What kind of democracy is envisioned? In true democracy, citizens feel invited and not only scared off by elites. In an elite-democracy, a party- or economic elite is entrusted with the business of government.
A study of the Friedrich Ebert foundation published in the middle of 2006 titled “Society in the Reform Process” presents two important statistics. 63 percent of the surveyed said the social changes made them afraid. Nearly half (46 percent) speak of a permanent struggle for survival. That cannot be surprising. Today’s world of work has basically changed. Businesses dismiss employees because their profits are too small. Businesses dismiss people because they cause losses and they want to make even greater profits. Then there are businesses that hire people part-time, for a limited time, for a project, for a very trifling wage or at the employees’ own risk. Businesses like to offer limited, poorly paid part-time projects and at employees’ own risk. Permanent employees are worried about the next wave of dismissals. The others adjust and strive to extend their project or their limited assignment.
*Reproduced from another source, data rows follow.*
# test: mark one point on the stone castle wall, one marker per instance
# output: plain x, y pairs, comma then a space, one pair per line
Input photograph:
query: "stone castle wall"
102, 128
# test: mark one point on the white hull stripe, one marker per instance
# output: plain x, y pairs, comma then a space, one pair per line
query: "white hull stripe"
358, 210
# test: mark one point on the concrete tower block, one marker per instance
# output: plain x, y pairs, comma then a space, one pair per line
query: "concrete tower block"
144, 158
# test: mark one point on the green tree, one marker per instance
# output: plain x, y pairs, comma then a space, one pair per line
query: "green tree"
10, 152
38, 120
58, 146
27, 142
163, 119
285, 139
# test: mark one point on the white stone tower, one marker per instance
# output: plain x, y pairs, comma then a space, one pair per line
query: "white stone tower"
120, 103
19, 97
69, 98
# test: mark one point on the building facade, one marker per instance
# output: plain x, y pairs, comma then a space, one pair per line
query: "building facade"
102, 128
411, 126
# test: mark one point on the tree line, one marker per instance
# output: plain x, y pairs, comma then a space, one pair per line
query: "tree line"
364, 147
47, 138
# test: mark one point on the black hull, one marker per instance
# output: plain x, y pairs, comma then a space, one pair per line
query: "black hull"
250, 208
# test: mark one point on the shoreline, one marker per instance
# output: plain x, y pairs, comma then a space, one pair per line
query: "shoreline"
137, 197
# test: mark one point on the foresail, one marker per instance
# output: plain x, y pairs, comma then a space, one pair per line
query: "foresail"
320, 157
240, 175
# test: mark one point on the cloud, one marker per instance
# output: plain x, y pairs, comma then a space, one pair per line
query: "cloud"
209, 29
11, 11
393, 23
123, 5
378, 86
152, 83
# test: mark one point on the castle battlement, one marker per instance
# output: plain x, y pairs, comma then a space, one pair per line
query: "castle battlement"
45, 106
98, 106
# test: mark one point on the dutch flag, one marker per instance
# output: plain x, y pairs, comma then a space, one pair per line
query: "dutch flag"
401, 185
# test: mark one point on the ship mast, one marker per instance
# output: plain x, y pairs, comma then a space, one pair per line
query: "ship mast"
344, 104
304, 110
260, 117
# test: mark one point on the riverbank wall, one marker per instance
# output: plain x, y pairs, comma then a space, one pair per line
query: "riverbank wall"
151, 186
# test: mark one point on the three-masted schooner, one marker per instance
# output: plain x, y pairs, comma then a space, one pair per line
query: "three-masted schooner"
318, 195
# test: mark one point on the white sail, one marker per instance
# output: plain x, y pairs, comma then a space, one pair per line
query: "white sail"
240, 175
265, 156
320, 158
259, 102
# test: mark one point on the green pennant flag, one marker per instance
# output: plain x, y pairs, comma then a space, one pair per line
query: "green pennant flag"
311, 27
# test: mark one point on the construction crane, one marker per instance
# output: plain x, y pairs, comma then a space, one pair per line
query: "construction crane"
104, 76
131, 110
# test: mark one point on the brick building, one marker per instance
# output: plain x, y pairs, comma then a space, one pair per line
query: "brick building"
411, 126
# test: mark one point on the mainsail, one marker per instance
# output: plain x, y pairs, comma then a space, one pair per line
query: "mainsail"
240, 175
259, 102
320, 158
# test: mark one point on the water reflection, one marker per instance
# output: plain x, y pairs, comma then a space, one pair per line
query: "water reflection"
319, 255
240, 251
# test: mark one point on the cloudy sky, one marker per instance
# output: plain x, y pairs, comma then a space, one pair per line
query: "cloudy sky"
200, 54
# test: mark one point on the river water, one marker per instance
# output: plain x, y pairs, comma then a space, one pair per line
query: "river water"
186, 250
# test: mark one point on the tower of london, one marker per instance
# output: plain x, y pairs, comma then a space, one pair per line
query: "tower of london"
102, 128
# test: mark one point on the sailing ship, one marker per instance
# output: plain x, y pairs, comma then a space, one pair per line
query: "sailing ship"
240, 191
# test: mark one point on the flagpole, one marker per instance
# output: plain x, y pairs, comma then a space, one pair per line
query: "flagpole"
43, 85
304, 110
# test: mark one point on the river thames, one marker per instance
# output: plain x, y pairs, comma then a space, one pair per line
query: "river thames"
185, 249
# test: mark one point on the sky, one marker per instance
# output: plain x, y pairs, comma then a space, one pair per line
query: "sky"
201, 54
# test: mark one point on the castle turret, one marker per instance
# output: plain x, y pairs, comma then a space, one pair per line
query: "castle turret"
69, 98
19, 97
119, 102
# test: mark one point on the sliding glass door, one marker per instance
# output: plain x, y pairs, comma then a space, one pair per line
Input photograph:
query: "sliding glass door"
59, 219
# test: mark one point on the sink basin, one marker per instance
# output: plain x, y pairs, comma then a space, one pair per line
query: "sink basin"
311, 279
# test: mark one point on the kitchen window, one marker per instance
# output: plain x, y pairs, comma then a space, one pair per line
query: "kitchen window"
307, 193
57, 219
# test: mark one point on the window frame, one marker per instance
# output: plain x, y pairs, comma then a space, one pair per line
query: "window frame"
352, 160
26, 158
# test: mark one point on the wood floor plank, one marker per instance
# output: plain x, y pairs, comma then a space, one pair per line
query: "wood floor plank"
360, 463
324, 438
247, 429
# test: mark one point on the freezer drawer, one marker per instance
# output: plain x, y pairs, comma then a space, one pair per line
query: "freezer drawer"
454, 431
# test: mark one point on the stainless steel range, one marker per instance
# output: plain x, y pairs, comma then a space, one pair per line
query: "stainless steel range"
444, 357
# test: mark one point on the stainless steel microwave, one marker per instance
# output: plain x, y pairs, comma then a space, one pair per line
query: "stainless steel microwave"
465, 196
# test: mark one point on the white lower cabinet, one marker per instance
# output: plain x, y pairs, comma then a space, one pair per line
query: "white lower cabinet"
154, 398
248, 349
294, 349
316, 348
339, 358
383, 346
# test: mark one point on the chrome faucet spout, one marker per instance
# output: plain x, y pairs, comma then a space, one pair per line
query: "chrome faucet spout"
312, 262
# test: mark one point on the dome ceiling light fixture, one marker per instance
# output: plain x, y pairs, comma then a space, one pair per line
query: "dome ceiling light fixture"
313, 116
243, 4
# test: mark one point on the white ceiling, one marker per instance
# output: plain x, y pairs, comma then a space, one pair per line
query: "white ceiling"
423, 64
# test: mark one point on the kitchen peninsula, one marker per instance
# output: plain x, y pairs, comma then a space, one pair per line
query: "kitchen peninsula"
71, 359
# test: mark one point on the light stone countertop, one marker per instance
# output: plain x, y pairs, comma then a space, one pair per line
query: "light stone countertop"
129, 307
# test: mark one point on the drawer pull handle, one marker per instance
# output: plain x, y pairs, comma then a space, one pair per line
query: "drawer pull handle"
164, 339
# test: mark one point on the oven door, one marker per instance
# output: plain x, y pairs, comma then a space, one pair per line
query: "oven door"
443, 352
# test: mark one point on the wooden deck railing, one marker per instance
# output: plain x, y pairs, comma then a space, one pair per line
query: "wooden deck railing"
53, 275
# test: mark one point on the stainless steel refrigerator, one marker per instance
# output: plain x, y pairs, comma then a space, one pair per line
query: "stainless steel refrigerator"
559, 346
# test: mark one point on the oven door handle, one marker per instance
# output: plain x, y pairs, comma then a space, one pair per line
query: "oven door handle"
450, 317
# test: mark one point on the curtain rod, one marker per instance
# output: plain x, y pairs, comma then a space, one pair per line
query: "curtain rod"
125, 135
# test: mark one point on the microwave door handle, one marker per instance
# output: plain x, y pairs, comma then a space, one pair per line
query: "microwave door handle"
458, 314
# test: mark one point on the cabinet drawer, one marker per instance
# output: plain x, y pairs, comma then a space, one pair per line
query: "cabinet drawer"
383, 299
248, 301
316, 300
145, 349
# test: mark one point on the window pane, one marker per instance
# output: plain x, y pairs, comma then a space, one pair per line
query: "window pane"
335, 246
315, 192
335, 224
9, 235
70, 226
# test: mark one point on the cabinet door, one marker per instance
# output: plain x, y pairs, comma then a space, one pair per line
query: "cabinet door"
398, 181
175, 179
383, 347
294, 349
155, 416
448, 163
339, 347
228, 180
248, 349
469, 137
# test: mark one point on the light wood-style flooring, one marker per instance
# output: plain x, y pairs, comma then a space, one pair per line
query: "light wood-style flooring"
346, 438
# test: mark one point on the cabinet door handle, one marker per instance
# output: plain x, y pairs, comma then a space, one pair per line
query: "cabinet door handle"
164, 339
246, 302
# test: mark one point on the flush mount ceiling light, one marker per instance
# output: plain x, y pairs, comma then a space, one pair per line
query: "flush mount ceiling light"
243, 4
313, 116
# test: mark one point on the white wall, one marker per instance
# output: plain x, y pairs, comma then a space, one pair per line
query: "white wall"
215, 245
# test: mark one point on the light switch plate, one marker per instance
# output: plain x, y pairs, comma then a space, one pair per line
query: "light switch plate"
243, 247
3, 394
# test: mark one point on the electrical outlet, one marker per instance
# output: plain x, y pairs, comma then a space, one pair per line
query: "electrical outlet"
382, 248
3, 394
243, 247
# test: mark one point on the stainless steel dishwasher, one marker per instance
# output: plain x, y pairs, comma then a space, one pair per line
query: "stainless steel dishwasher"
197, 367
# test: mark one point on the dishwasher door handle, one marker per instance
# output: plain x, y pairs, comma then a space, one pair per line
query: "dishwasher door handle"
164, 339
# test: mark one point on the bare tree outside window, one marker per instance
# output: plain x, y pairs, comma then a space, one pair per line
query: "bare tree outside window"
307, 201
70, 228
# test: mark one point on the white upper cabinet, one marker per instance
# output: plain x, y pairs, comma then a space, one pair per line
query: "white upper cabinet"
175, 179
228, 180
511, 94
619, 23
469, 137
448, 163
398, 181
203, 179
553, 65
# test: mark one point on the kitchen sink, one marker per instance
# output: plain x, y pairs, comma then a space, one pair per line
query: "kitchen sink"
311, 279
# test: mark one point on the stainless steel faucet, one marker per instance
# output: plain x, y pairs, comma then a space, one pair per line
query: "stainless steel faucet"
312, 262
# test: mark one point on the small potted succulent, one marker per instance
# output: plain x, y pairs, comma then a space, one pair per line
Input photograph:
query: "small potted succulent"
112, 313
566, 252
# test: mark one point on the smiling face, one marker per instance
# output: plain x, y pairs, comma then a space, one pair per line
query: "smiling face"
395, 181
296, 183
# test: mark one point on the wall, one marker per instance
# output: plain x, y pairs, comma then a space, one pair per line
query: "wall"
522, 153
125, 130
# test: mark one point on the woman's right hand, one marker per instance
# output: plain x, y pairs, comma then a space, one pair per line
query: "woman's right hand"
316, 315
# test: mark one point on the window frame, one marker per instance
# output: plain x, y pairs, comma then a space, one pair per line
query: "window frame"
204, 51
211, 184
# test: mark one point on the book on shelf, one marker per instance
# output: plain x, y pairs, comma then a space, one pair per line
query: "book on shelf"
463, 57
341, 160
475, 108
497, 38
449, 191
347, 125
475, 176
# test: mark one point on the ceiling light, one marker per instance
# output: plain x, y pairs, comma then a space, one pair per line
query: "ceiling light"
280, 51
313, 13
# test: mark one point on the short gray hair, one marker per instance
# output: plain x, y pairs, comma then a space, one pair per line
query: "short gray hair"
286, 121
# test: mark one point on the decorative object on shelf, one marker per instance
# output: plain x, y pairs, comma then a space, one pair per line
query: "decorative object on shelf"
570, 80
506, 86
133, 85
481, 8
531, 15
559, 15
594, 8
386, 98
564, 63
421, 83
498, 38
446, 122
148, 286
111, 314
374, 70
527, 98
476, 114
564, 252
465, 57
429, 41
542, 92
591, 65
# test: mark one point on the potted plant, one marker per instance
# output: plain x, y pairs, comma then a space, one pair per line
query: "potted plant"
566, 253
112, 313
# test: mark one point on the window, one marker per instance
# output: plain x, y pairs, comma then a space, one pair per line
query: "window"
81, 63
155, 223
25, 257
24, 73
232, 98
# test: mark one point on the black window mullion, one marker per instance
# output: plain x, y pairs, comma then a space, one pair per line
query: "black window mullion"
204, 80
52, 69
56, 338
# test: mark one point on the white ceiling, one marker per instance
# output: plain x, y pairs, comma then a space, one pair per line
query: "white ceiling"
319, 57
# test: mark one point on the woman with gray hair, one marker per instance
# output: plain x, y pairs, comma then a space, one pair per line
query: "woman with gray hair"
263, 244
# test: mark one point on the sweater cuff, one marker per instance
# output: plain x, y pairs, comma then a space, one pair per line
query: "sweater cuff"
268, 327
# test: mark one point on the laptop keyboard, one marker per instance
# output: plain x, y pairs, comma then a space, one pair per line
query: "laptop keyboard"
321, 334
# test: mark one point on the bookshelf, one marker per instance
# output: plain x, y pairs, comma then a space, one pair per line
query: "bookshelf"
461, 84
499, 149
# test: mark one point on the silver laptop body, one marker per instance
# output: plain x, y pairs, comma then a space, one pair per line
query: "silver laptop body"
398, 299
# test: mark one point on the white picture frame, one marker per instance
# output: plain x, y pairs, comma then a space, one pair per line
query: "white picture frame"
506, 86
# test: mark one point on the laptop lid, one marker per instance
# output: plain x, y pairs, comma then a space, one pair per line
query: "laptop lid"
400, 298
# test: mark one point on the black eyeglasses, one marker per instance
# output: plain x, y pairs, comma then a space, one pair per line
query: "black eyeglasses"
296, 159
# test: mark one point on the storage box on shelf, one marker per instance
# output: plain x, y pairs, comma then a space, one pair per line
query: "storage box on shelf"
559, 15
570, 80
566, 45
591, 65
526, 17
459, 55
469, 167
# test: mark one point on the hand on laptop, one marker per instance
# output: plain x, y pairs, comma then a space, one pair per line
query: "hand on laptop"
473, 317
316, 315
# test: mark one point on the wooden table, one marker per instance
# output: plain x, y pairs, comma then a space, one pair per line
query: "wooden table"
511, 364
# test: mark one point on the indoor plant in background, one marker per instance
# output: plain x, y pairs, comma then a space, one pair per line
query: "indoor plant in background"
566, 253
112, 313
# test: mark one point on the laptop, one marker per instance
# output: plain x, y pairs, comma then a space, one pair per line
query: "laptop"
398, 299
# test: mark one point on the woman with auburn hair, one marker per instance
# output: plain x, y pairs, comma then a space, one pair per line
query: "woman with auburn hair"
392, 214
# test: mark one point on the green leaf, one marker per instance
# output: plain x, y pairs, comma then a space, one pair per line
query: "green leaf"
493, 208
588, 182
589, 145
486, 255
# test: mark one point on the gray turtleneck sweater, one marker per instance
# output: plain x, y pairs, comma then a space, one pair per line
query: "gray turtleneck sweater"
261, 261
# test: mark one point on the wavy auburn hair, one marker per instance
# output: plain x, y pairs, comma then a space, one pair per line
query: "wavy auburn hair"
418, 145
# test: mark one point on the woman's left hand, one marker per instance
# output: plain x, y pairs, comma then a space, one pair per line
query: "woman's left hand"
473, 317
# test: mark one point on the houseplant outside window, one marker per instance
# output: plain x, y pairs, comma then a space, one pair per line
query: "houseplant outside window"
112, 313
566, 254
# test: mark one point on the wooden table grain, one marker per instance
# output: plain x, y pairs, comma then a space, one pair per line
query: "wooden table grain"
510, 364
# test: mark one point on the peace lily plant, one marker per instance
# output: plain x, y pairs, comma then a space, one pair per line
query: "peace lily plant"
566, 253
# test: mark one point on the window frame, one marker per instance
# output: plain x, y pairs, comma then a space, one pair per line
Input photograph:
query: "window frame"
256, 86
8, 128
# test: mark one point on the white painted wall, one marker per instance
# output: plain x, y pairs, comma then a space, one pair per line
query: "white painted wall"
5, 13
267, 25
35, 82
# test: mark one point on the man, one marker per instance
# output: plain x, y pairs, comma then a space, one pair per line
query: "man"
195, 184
All strength is used to master the present crisis or prepare for the next. Businesses become zones of dictatorship in this way apart from the fact that this development represents a vast waste of resources, engagement and creativity. Joint determination is attacked whenever it occurs and is no longer held up as an essential of social democracy and the social market economy. This is accompanied by the state organized privatization of life risks (pensions and health). Thus an addition of risks at the expense and burden of employees takes place. The special consequences for the younger generations, the challenge of organizing their own life, were never as great as today and its course was never as uncertain. What does it mean to live democracy?
Is democracy in acute danger? Many political elites have changed their once powerful confession of democracy into a vague democracy of plural elites. Classical middle class liberal thinkers like Ralf Dahrendorf (“theft of the rights of participation”) voiced their misgivings, not only leftist scholars like Elmar Altvater and Noam Chomsky (“modern form of totalitarianism”). The acclaimed sociologist Helmut Dubiel warns: “The danger of the authoritarian derailment of liberal democracy always exists in the political apathy of citizens in the elite-democratic system.” Only the historian Paul Nolte, one of the leading conservative thinkers, is jubilant. A silent shift of the legitimation of democracy has occurred in Germany. Accordingly democracy “is not the public affair, the res publica or the vita activa but that system best enabling life in private insulation.”
The left and the unions denounce all the serious economic and social changes and present alternatives. However the consequences for democracy in everyday political reality are not addressed. This could be disastrous since democracy’s essence threatens to be devoured in a long-lasting and dangerously unspectacular process.